Lotus Esprit S1 renasce com motor V8 de 406 cv

Encor Series 1

A Encor criou uma série limitada do carro que ficou famoso pela aparição no filme “The Spy Who Loved Me” da saga James Bond.

A Encor, uma start-up britânica, apresentou um “remake” do Lotus Esprit original (S1), precisamente quando se assinalam 50 anos da sua apresentação no Salão de Paris de 1975. Esta reinterpretação moderna do carro desenhado por Giugiaro traz agora a carroçaria em fibra de carbono e recupera ainda o espírito do supercarro que ficou famoso pela icónica cena debaixo de água no filme “The Spy Who Loved Me” (de 1977) pertencente à saga James Bond.

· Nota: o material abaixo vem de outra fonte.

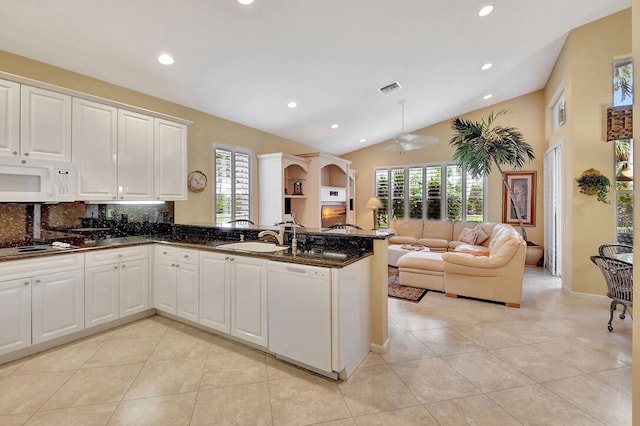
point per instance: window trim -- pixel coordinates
(443, 190)
(233, 149)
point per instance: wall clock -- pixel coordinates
(197, 181)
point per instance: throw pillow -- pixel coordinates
(481, 236)
(468, 235)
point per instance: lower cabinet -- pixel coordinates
(57, 305)
(115, 291)
(15, 315)
(233, 296)
(116, 284)
(175, 285)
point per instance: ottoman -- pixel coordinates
(396, 251)
(422, 269)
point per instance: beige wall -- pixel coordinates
(205, 130)
(584, 71)
(526, 114)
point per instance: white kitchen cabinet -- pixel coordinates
(57, 305)
(133, 287)
(215, 296)
(170, 151)
(176, 281)
(233, 296)
(135, 156)
(95, 150)
(45, 124)
(249, 319)
(15, 314)
(116, 283)
(9, 118)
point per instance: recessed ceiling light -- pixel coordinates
(486, 10)
(165, 59)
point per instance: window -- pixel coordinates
(232, 171)
(420, 192)
(623, 153)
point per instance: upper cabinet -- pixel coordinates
(9, 118)
(135, 156)
(95, 149)
(119, 153)
(124, 155)
(170, 148)
(34, 123)
(45, 124)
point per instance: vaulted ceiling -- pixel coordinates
(246, 63)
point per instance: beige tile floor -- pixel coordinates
(451, 362)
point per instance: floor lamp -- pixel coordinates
(374, 204)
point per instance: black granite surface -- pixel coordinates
(314, 247)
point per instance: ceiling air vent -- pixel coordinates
(390, 88)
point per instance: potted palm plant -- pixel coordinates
(480, 145)
(592, 182)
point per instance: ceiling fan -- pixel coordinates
(408, 141)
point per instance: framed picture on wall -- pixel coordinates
(523, 188)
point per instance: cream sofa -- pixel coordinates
(437, 235)
(495, 272)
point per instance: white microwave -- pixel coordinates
(36, 181)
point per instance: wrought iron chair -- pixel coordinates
(241, 222)
(619, 278)
(610, 250)
(345, 226)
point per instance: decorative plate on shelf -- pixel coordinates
(197, 181)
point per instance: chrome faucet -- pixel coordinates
(278, 236)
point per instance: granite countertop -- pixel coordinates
(323, 258)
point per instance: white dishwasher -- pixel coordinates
(300, 314)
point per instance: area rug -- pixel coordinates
(404, 292)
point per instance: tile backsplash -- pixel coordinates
(28, 223)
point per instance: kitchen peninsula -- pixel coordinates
(179, 271)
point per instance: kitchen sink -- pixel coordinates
(254, 246)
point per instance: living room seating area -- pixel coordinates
(484, 261)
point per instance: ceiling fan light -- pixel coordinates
(486, 10)
(165, 59)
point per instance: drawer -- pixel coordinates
(187, 255)
(163, 251)
(16, 269)
(116, 255)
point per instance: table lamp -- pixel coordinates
(374, 204)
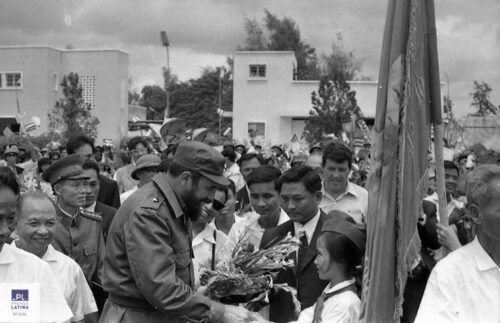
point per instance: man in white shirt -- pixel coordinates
(338, 192)
(265, 202)
(232, 171)
(36, 223)
(465, 285)
(137, 146)
(20, 267)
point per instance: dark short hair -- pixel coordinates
(265, 174)
(226, 189)
(78, 141)
(135, 141)
(164, 165)
(8, 179)
(342, 250)
(448, 164)
(229, 153)
(338, 152)
(250, 156)
(304, 174)
(90, 164)
(232, 187)
(42, 162)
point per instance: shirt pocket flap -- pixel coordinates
(89, 250)
(182, 259)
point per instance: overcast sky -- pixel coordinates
(204, 32)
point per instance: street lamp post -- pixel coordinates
(221, 74)
(166, 44)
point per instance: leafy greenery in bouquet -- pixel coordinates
(248, 274)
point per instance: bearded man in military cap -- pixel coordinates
(148, 271)
(78, 232)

A equipa responsável pelo projeto deste S1, que inclui passagens pela Lotus, Aston Martin e Koenigsegg, recuperou o espírito do modelo original, embora optando por superfícies mais compactas, linhas mais acentuadas e substituiu a antiga costura do molde de fibra de vidro de duas peças por uma única peça em carbono autoclavada. A isso juntou uns novos faróis ultracompactos em LED dentro de uma estrutura escamoteável, que também remete para o original. As jantes por sua vez combinam o estilo do S1 com os cinco raios reconhecíveis do Sport 350 lançado posteriormente. Já o motor 3.5 biturbo foi retirado do Esprit V8 do final da década de 1990, tendo recebido pistões forjados, novos injetores, turbos renovados, um sistema de refrigeração moderno e um escape em aço inoxidável. Graças a isso, passou a debitar 406 cv e 478 Nm (cerca do dobro extraído do bloco 2.0 de quatro cilindros utilizado no modelo original), num carro com menos de 1200 kg. O resultado são 0-100 km/h em cerca de 4 segundos (o dobro do original) e uma velocidade máxima próxima de 282 km/h. A gerir o motor surge uma caixa manual de cinco velocidades afinada pela Quaife, com novas relações de caixa, um eixo de transmissão mais resistente, uma embraiagem de dupla placa e um diferencial autoblocante. A suspensão é a do Sport 350, os travões da AP Racing e a direção continua a ser assistida hidraulicamente. Por dentro, este modelo continua a ser parcialmente ficção científica e clássico, com um painel inclinado, apontamentos em tecido de padrão tartan e um banco numa posição rebaixada, embora com materiais modernos e imensa atenção ao detalhe. O painel de instrumentos flutuante é feito a partir de uma única peça em alumínio, envolvendo um ecrã digital. 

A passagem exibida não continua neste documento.